Data size has less to do with processing speed than anything else.
Just to make it clear, I'm not the one that claimed that data width was a performance issue.
Wider fixed-point integers are trivial to implement in software with not a huge loss in efficiency. Greater-precision floating point is probably trickier (don't ask me, I'm an integer guy)
x86 has had 80-bit floating point since the 8087 math coprocessor, so it's clearly not related to whether we're talking about 16, 32, or 64-bit CPUs. IEEE 754 specifies a 128-bit form but AFAIK the x86 doesn't implement it - though from the preceding, it ought to be able to do so independent of turning x86 into a 128-bit architecture.
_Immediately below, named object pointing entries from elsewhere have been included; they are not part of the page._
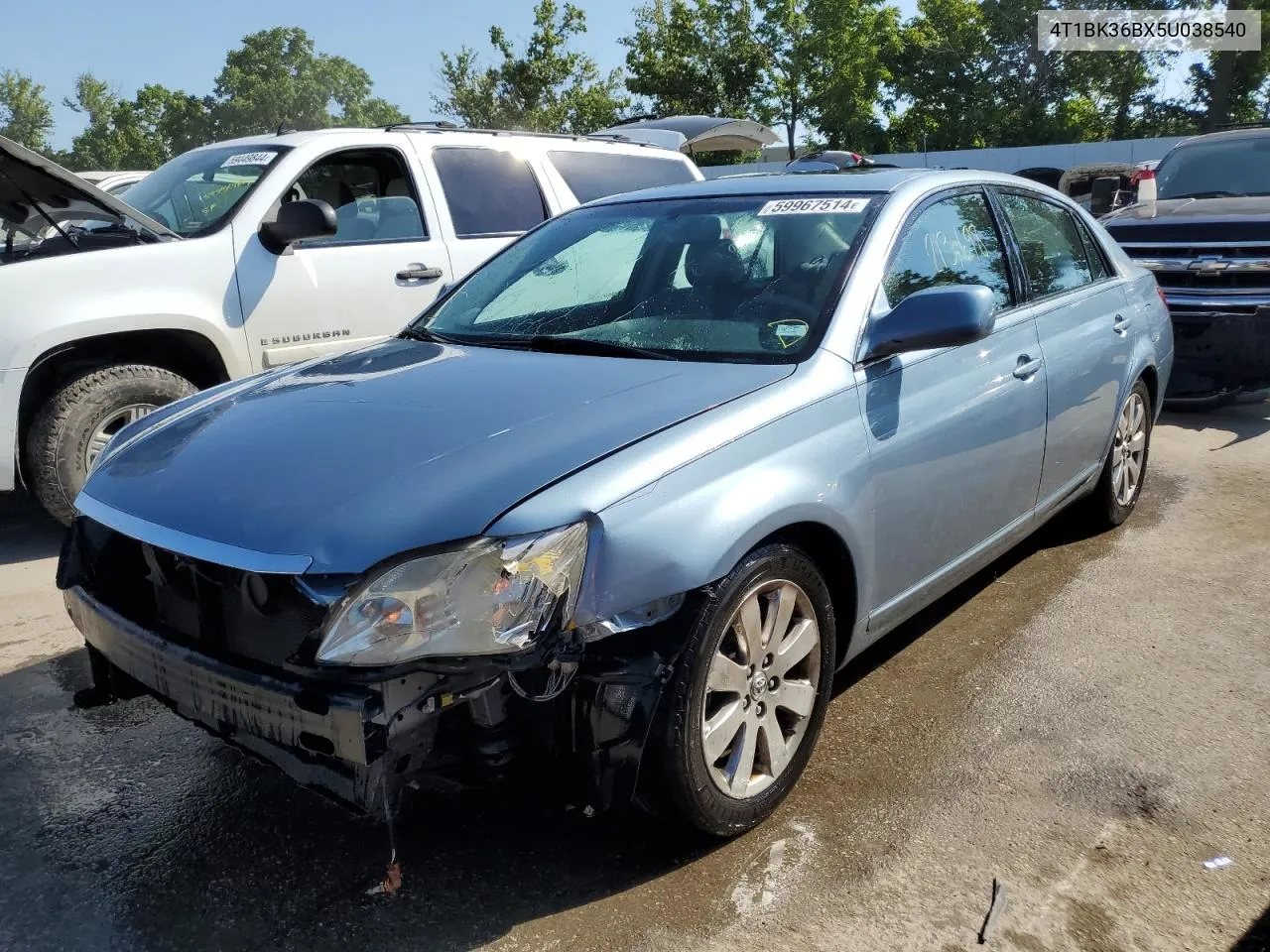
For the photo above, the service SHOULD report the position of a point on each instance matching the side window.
(1098, 267)
(1052, 248)
(489, 191)
(592, 176)
(371, 193)
(952, 241)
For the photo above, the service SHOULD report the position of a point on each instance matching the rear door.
(1083, 318)
(955, 434)
(489, 197)
(366, 282)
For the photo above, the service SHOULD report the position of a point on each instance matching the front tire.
(751, 690)
(1125, 467)
(77, 420)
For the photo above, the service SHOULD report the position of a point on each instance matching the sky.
(182, 44)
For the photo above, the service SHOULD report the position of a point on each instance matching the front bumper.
(1222, 347)
(345, 742)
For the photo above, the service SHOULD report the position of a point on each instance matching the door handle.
(418, 272)
(1026, 366)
x86 has 128-bit registers for SIMD instructions but they're used to hold 2 x 64-bit numbers, 4 x 32-bit numbers, etc.
The VAX, bless it, had some 128-bit operations back in the late 1970s (though it was only a 32-bit machine)
The physical size would just be too large which is why you see multiple cores and not longer word size.
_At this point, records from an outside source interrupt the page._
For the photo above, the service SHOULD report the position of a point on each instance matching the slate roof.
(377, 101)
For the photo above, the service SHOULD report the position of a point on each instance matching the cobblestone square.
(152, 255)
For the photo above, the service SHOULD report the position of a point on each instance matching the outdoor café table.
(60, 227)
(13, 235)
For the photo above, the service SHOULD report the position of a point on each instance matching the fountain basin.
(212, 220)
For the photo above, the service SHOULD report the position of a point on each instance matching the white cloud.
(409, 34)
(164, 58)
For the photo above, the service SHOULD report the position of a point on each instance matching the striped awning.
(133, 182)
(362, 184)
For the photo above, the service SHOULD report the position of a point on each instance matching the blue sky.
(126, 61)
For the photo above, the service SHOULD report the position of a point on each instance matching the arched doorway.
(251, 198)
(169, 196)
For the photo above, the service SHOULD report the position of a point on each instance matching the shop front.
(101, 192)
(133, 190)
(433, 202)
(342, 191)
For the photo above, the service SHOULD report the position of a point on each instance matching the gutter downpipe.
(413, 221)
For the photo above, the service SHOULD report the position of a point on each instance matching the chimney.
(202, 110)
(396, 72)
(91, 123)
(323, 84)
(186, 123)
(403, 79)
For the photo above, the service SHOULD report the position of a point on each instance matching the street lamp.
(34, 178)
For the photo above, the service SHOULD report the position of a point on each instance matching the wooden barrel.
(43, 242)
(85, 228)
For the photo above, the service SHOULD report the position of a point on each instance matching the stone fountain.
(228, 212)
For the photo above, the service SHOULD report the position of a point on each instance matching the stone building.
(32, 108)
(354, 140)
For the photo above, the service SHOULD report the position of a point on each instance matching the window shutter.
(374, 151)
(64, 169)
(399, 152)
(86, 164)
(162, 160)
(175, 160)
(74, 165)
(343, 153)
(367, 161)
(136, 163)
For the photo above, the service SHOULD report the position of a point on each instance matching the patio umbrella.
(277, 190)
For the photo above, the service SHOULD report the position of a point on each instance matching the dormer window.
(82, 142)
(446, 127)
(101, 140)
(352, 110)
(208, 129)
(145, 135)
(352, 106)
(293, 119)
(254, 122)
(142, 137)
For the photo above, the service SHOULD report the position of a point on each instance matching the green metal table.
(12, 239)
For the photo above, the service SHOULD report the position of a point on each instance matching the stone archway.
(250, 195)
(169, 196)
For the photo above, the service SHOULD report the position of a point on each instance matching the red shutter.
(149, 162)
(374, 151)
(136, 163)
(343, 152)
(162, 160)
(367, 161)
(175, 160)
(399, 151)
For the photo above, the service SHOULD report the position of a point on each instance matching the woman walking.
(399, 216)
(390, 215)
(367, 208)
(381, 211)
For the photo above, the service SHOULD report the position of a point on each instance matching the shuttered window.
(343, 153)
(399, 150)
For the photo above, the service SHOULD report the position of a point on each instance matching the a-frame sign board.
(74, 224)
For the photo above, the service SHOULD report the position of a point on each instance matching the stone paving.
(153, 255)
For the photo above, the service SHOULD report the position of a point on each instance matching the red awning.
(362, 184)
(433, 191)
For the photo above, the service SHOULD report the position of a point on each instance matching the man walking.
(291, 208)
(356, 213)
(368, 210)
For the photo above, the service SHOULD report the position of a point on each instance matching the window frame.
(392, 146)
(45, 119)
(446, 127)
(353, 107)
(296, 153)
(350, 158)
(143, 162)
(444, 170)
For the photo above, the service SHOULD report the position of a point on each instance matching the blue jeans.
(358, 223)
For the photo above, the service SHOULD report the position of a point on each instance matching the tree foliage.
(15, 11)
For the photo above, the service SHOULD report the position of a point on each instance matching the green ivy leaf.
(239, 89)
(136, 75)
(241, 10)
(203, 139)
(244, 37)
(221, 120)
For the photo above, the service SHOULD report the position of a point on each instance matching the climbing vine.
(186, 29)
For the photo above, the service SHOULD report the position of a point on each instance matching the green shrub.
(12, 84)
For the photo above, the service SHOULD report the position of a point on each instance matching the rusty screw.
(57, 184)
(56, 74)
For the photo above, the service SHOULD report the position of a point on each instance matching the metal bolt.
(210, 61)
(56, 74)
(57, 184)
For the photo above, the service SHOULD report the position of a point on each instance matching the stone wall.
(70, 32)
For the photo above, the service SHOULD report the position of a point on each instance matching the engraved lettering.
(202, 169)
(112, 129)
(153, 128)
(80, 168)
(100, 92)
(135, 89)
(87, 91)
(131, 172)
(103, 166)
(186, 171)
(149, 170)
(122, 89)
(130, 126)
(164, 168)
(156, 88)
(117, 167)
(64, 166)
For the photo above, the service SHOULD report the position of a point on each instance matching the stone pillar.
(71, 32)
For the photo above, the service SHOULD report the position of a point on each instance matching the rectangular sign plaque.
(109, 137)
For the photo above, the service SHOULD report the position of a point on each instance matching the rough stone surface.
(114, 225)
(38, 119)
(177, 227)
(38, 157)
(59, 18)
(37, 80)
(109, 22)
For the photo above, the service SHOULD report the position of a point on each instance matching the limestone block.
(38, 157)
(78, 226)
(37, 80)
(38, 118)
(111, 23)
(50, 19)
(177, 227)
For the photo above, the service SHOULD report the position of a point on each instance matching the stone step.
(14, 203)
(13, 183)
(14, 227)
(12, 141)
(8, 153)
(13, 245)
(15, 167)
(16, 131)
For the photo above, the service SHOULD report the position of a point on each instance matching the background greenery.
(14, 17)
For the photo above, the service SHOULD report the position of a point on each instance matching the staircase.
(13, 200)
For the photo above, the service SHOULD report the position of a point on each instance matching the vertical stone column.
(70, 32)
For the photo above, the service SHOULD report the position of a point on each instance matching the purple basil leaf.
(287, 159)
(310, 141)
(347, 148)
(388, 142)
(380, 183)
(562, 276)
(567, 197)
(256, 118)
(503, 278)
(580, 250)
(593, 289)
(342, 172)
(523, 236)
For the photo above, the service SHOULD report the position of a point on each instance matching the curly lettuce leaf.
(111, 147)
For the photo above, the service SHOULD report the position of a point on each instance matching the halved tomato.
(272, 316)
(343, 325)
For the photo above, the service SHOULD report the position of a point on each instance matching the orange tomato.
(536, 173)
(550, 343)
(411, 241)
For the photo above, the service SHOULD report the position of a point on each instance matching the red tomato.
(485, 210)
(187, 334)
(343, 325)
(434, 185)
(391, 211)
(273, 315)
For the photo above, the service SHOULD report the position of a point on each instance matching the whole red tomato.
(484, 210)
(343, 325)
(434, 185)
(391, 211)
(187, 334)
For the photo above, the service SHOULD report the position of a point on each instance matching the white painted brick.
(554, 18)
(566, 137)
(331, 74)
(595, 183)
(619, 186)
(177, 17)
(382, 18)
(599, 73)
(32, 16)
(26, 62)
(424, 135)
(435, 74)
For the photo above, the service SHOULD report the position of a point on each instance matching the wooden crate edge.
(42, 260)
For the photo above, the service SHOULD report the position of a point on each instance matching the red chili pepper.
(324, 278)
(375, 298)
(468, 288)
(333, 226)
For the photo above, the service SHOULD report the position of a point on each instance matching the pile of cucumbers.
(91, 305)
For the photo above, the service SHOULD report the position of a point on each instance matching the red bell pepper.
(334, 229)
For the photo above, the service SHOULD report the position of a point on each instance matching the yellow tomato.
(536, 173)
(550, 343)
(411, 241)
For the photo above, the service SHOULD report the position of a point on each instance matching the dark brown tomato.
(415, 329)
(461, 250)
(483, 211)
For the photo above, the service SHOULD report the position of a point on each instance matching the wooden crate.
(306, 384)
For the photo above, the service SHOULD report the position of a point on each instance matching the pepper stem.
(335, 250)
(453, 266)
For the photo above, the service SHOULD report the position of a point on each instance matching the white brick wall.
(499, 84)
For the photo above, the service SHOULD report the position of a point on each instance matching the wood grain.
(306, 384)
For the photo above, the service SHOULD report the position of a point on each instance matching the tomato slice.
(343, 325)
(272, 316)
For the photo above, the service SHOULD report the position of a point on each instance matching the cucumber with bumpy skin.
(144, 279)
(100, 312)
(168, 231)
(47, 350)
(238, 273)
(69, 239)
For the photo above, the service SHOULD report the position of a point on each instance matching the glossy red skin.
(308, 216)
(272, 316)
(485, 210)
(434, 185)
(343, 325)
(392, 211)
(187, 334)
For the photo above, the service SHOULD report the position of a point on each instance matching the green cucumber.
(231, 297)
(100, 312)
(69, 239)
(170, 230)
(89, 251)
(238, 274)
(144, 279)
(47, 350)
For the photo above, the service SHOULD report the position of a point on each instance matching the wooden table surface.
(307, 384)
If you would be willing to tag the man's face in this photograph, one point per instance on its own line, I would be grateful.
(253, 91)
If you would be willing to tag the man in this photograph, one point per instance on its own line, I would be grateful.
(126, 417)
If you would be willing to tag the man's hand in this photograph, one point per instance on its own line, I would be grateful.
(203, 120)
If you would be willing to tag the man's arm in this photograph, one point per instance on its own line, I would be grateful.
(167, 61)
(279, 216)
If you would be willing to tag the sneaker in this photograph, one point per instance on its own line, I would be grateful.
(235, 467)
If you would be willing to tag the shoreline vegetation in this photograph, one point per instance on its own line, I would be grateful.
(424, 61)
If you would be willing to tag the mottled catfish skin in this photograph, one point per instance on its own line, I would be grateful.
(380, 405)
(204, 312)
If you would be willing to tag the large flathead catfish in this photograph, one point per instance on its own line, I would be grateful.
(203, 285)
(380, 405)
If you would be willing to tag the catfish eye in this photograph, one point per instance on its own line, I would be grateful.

That seems implausible. The cost of a 128-bit processor is, what, doubling the register size of a couple of dozen registers, and (probably) making ALU data paths twice as wide.
The reason why there aren't 128-bit general-purpose processors is that 128 bits of VA are not yet needed. And if it doesn't have 128 bits of VA, it's not a 128-bit machine. That is all I meant.
EDIT: I just read in Wikipedia that the amount of data stored on Earth is around 2-to-the-70th bytes; i.e., around 70 bits is enough to uniquely address everything we've got. So it'll be a while before any individual computer needs 128-bit addressing.
EDIT2: I was once part of a team that defined a software shared-memory architecture that used 128-bit addresses, but the idea there was that addresses were never reused, i.e., the address space was sparse. Once you'd destroyed the object at address 0x1234, nothing else would ever have address 0x1234.